Reduced Emissions for Forest Degradation & Deforestation (REDD)

Area: 

31,994 hectares

Location(s): 

Brazil – Rondônia and Mato Grosso

Developer(s): 

Organização Metareilá do Povo Indígena Suruí

Rainforest Alliance Evaluation: 

Validated conformance with the Verified Carbon Standard Version 3: February 29, 2012 (RA-VAL-VCS-015413).
Validated conformance with the Climate, Community and Biodiversity Standards, Second Edition (2008): February 29, 2012 (RA-VAL-CCB- 015679).
Verified Conformance with the Verified Carbon Standard Version 3: July 15, 2013 (RA-VER-VCS-018309).

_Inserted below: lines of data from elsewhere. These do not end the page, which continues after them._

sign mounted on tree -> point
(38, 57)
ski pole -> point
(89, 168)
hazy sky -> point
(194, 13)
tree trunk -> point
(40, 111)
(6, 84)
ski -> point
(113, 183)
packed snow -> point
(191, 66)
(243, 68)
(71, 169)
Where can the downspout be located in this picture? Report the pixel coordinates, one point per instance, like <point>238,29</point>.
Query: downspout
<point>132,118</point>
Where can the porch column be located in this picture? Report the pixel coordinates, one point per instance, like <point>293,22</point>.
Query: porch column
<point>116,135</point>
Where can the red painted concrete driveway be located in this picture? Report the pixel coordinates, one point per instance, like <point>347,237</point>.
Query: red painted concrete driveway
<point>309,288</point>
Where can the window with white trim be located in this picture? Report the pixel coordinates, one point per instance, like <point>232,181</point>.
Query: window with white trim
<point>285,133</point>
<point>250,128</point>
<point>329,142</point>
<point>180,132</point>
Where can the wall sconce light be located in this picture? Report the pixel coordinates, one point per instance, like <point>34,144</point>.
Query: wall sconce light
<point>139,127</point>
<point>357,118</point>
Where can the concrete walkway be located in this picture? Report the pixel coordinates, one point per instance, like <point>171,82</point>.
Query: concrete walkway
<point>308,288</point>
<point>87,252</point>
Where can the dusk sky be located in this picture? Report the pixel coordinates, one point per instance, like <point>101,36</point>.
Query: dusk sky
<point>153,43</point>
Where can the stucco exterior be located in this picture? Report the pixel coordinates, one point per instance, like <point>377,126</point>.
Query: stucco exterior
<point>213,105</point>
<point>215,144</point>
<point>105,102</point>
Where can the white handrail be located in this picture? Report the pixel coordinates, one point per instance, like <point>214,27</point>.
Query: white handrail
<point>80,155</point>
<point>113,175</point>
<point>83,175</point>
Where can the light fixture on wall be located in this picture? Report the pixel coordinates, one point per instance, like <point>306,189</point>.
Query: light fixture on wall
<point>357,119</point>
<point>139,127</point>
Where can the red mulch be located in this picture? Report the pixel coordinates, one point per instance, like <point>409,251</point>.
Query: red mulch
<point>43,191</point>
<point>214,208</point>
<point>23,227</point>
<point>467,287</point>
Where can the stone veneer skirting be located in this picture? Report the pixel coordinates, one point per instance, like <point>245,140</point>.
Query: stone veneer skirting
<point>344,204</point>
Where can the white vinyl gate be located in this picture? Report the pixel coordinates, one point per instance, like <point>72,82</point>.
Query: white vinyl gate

The Suruí Forest Carbon Project (SFCP) aims to halt deforestation and its associated greenhouse gas emissions in the Sete de Setembro Indigenous Territory (TISS), in Brazil’s Rondônia & Mato Grosso states—an area that is under intense deforestation pressure. The region is located in one of the main centers of the Brazilian Amazon’s “deforestation arc" and is shaped by the expansion of farms into forest areas. Since the last decade, logging activities have spread into the north, and this trend indicates that the Suruí communities are seeking alternative sources of income such as cattle ranching and coffee farming.

The SFCP is a pioneering initiative led by the Paiter Suruí in their search for financial mechanisms to support the implementation of a forest-conservation strategy, improve their quality of life and preserve their traditional culture. The project will prevent 33,545 acres (13,575.3 hectares) of tropical forests from being cleared in the TISS for 30 years; avoid emissions averaging 7,423,806.2 tCO2e over the long term; and contribute to the preservation of the Paiter Suruí culture and traditions.

SFCP has achieved conformance with Climate, Community and Biodiversity Standards’ Gold Level Benefits for Exceptional Biodiversity Criteria (GL3), and it ensures the conservation of biodiversity in areas of great global significance. The TISS includes 3 threatened species, 7 near-threatened species and 161 vulnerable species. Thirty rare species of fungi have also been identified, some recorded for the first time in Brazil and others for the first time in Rondônia. The project will encourage and facilitate scientific studies of these species, including how to better understand their abundance, population size, distribution and habitat.